Housing and recent macroeconomic events
I'm currently making final revisions to a short paper on a big topic: "Residential Real Estate In the U.S. Financial Crisis, the Great Recession, and their Aftermath," which will appear in a special issue of the Taiwan Economic Review on housing, edited by Nan-Kuang Chen and Charles Ka Yui Leung. In my class lectures on the crisis, I have a few slides listing 91 (!) putative causes of the housing boom and bust, the associated Great Financial Crisis, the Great Recession of 2007-9, and the disappointingly weak recovery that's followed. So to boil things down, at the risk of over-simplifying, this paper focuses on the housing boom-bust, with particular attention to supply-side constraints in housing markets; and the role of increasing leverage.
Housing in China
I've been undertaking some new work on China's housing supply with Lingxiao Li. We examine housing prices in 35 large cities over the past decade-and-a-half; we're not the first to examine these data, or to try to recover supply elasticities from the same. Our main innovation is to construct measures of natural and regulatory constraint; such measures have been demonstrably important in explaining housing markets in both the U.S., where we have a lot of variation across cities/metro areas; and also across countries. Support from the Lincoln Institute of Land Policy was instrumental in allowing us to collect this data, and present our first results as a working paper to that fine institution. Like all such measures, our "regulatory indexes" are imperfect, but we are currently refining our measures and looking to glean what we can from more recent data on the ups and downs in China's housing markets. Stay tuned!

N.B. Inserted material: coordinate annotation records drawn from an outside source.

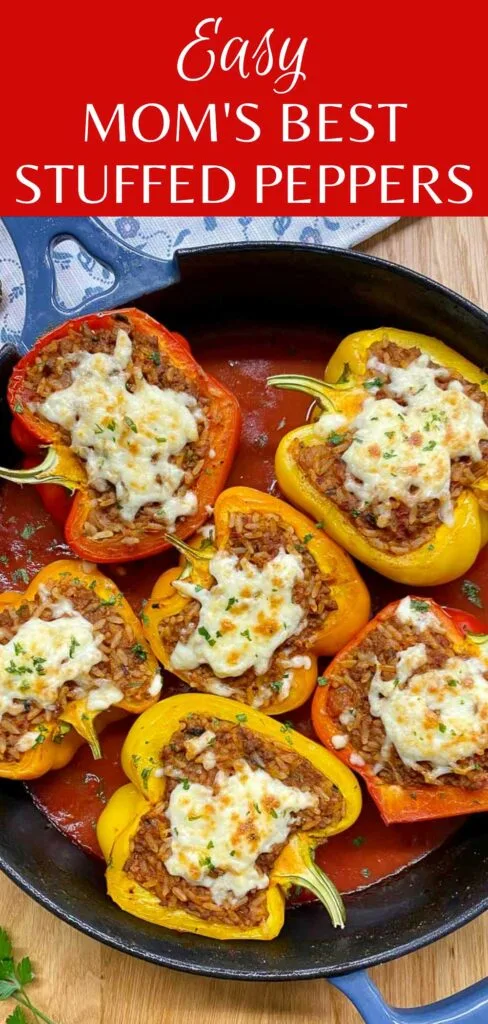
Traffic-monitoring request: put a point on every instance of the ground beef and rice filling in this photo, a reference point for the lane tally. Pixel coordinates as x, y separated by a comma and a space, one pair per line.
122, 660
51, 372
183, 762
350, 702
407, 526
258, 539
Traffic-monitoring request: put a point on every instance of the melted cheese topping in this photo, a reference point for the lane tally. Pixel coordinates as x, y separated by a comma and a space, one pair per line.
244, 617
228, 827
404, 451
438, 716
127, 438
43, 655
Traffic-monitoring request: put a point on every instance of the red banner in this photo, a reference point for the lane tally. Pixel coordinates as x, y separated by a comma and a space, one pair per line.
265, 109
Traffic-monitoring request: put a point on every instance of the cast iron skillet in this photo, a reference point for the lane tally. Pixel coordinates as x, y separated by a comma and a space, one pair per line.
263, 284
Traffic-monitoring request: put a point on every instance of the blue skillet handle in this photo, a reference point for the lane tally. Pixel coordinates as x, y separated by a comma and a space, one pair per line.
469, 1007
135, 274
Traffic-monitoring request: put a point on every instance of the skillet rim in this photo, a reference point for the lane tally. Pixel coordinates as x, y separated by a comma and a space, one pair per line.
453, 922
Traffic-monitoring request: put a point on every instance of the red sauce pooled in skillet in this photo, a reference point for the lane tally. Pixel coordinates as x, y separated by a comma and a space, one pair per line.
73, 798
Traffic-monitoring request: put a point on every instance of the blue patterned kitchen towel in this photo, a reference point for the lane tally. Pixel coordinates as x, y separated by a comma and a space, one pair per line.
79, 276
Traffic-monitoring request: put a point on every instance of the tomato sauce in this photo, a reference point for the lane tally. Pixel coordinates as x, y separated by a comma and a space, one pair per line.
74, 797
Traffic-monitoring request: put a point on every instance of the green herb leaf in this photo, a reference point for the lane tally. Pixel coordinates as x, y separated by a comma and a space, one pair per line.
25, 972
29, 530
472, 592
205, 633
139, 651
16, 1017
345, 376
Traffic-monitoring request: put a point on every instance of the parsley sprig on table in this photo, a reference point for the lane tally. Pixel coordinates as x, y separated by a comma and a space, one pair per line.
13, 979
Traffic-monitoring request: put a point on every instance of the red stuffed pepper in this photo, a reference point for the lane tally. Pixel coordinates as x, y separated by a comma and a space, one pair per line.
405, 705
133, 425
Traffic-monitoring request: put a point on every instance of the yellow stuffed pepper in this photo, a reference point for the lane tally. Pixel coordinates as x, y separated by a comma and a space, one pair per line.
72, 649
395, 467
256, 605
221, 816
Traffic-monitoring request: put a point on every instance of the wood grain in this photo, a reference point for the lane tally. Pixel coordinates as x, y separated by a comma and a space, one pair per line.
81, 982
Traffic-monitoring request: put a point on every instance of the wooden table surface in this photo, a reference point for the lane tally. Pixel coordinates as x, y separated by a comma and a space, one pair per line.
82, 982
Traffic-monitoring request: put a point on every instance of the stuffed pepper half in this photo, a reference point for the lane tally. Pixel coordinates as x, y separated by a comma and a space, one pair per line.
396, 467
406, 706
251, 610
135, 427
223, 812
71, 648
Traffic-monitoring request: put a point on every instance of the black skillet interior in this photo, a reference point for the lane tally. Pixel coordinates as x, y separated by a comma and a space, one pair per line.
254, 287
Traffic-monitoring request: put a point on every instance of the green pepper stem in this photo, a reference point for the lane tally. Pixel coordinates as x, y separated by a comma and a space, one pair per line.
309, 385
39, 474
307, 873
480, 638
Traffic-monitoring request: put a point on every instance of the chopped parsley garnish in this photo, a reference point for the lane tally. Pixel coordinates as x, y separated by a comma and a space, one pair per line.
29, 529
205, 633
139, 651
206, 862
20, 574
345, 376
472, 592
74, 643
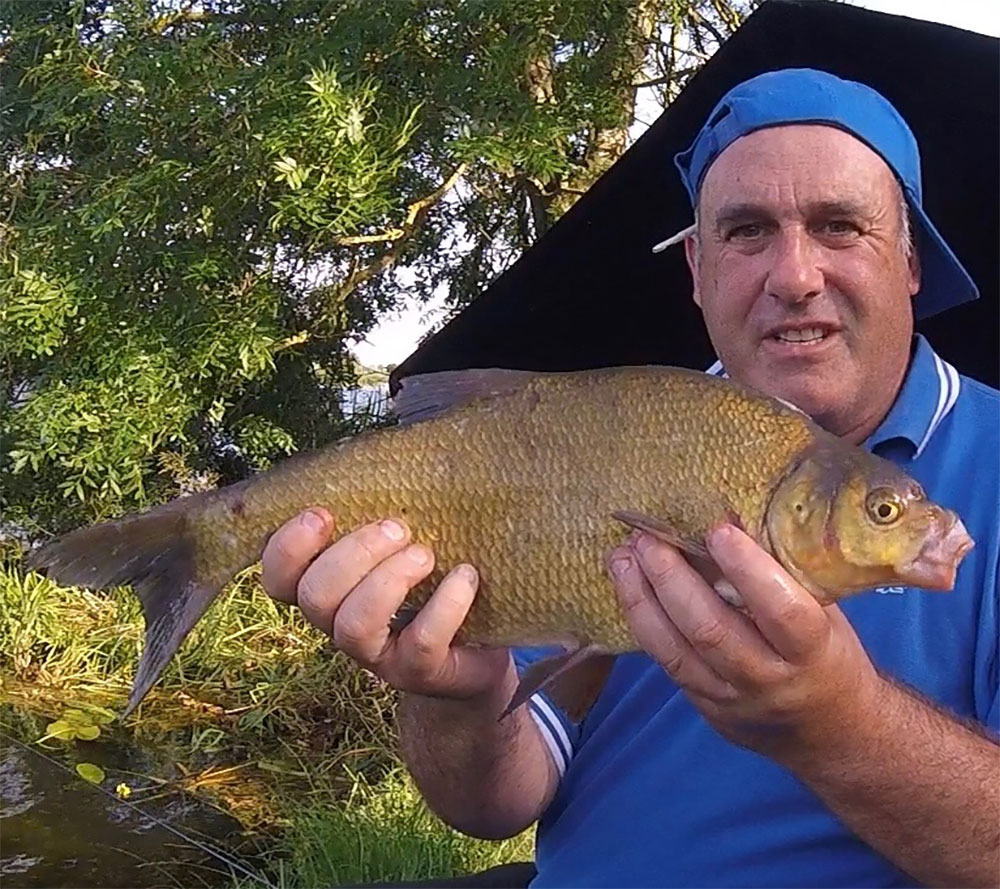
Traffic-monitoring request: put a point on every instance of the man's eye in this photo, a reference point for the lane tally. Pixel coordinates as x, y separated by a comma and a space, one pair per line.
747, 231
839, 227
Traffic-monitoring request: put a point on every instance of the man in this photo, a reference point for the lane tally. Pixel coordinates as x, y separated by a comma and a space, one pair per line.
802, 745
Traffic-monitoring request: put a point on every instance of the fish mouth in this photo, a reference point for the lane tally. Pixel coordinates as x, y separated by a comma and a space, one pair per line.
936, 565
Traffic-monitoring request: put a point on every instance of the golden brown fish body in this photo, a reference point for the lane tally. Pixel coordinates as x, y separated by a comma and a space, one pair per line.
523, 475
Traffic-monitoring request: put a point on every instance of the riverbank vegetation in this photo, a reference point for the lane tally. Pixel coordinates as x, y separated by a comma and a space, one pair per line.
256, 714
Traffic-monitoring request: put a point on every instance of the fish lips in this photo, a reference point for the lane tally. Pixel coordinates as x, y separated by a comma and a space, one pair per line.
936, 565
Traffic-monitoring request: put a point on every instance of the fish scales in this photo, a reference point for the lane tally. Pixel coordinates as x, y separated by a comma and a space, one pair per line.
524, 487
531, 478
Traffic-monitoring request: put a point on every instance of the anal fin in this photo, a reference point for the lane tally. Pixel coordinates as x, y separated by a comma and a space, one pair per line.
573, 680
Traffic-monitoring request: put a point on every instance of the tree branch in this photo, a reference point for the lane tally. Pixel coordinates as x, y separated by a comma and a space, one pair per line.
413, 211
666, 78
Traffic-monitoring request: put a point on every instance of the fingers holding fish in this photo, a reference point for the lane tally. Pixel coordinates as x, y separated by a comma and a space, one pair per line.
360, 625
657, 634
290, 550
429, 635
336, 572
791, 619
725, 639
426, 661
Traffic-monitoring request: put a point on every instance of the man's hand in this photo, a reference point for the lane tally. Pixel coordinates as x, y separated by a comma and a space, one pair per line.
352, 588
784, 679
792, 681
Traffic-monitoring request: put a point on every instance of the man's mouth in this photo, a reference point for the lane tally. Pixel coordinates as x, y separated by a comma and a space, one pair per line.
804, 335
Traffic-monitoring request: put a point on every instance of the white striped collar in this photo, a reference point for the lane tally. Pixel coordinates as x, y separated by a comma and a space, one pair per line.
928, 394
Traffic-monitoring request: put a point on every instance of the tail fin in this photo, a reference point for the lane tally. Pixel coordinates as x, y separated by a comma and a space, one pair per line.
154, 552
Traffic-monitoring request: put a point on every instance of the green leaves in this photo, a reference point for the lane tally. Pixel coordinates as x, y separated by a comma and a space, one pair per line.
199, 214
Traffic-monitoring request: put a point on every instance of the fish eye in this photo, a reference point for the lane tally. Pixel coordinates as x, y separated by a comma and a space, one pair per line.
884, 507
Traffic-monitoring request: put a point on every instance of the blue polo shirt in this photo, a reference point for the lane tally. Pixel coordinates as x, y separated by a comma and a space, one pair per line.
651, 795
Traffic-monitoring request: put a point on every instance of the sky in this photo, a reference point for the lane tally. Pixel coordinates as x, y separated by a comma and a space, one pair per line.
396, 336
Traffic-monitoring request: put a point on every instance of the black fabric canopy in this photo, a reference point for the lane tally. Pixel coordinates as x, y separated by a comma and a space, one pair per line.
591, 294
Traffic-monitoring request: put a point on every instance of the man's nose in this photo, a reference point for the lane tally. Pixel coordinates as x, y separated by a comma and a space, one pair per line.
795, 274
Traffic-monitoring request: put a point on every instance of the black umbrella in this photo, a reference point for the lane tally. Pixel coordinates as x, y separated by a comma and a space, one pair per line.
591, 294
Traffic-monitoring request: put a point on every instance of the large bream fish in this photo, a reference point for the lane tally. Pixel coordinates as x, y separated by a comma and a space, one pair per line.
532, 478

African urban development and housing
The world is a complicated place, and no continent more so than Africa. Many Americans have an over-simplified and often inaccurate view of the most rapidly urbanizing region in the world, if they have a view at all. Two decades ago I took the opportunity to expand my own modest experience in Ghana, Kenya and Nigeria by teaming up with Iowa's Jay Sa-Aadu to pull together data from around the continent and write a review entitled "What Have African Housing Policies Wrought?" (Real Estate Economics, 1996). But a lot has happened in Africa over the past two decades, to put it mildly!
So now Jay and I have embarked on an update and extension of that paper, provisionally entitled "Housing and Urban Development in Africa: Lessons Learned, Lessons Not Learned," with our colleague Moussa Diop. Drawing on several decades of research we review lessons learned about housing markets and policies that are relevant for many countries in Africa today. Our goal is not only to highlight lessons learned from previous research and practice; but also lessons forgotten. We present a research agenda that might fill remaining gaps in our understanding of African housing markets and policy, some of which might be quite applicable to other regions as well.
More to come, on these and other topics
This blog post is a bit of a tease -- I've listed five of my current projects, with very little detail, on the specifics of the projects, including much of the findings. Fear not -- future posts will explore these and other projects, and results, in much more detail.